On August 18th 1947, in accordance with AAF Regulation 62-14 and USAFE letter 62-2, the Chief of Air Staff, Colonel Alonzo M. Drake, issued Special Order Number 118 (240-Special_Order_118).
This appointed a six-man Aircraft Accident Investigation Board consisting of:
- Maj. Charles G. Ferran (President)
- Capt. Bernard R. Peterson (Member)
- Capt. Clarence S. Parker (Member)
- 1st Lt. Robert E. Brunke (Recorder)
- Capt. Fon E. Johnson (Ex-officio Member)
- Capt. William P. Doremus (Ex-officio Member)
The investigation conducted by the Board was very thorough. They examined all the available evidence and interviewed witnesses. The Board’s report contained 15 enclosures which included the aircraft Clearance Form (250-ACF_Form23) and Flight Plan (011_Flight_Plan), details and testimony from Capt. Steigner (261-steigner3) and S/Sgt Kable (262_kable) (the Capodichino “weather men”) regarding the meteorological briefings given to the crew for the period 31st October – 1st November 1946, the testimony and interrogation of Lt. Ray Gordon (271-Ray_Gordon) – a passenger going to England, but who decided not to go on the flight that night – plus the complete French Army report of July 1947 concerning the discovery and initial survey of the crash site on Mont Blanc (151-French_Report).
Part of their task was a formal update to the AAF Form 14 (Report of a Major Accident 291-major_accident_report_supplemental), outlining the known circumstances immediately prior to the accident and attempting to draw some conclusions and make recommendations.
The Board’s conclusions were somewhat ambiguous. It was felt that in themselves, the weather conditions over the Tyrrhenian Sea were not believed to be a major contributory factor to the accident, since the worst of the weather was already behind the plane by the time the accident occurred. They did, however, note that accurate “winds aloft” (i.e. wind directions and speeds at various altitudes) data was not available, but were fairly confident that a rising easterly/southeasterly warm front produced by the depression would cause a 10/10 cloud buildup in the Mont Blanc area, giving zero visibility at 12,000 feet. What they could not account for was the massive deviation from the “official” flight plan route. From the point of impact, it was ascertained that the flight direction immediately prior to the crash was approximately 350 degrees (10 degrees left of North).
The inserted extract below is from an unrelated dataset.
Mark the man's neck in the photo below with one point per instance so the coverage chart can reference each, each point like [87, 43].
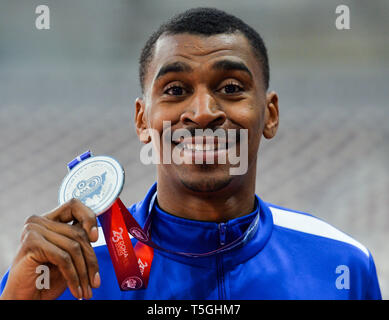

They could only speculate that the pilots might have made a deliberate choice to fly the shorter route, or that they might have been off course due to strong westerly winds coupled with faulty navigation. Curiously, what does not emerge is that a combination of these two factors may be the real cause.
They made two recommendations which were immediately put into force:
- that all EATS aircraft should be prohibited from overflying the Alps in “instrument weather” conditions (thus the route from Naples via Marseilles and Lyon became mandatory).
- that all EATS pilots must attend a week-long Flight Planning course concentrating on flying in inclement weather in the Mediterranean theatre.
The report was endorsed by the Chief of Air Staff, Colonel Alonzo M. Drake himself with a letter dated December 12 1947 (320-Drake_letter) to the Commanding General, United States Air Forces in Europe. Among other things, he indicates that the “corrective action” of the Board’s recommendations has already been implemented, “no investigation for disciplinary action is contemplated”, and that an exhaustive but unsuccessful search for weather data covering the period of the flight has been conducted.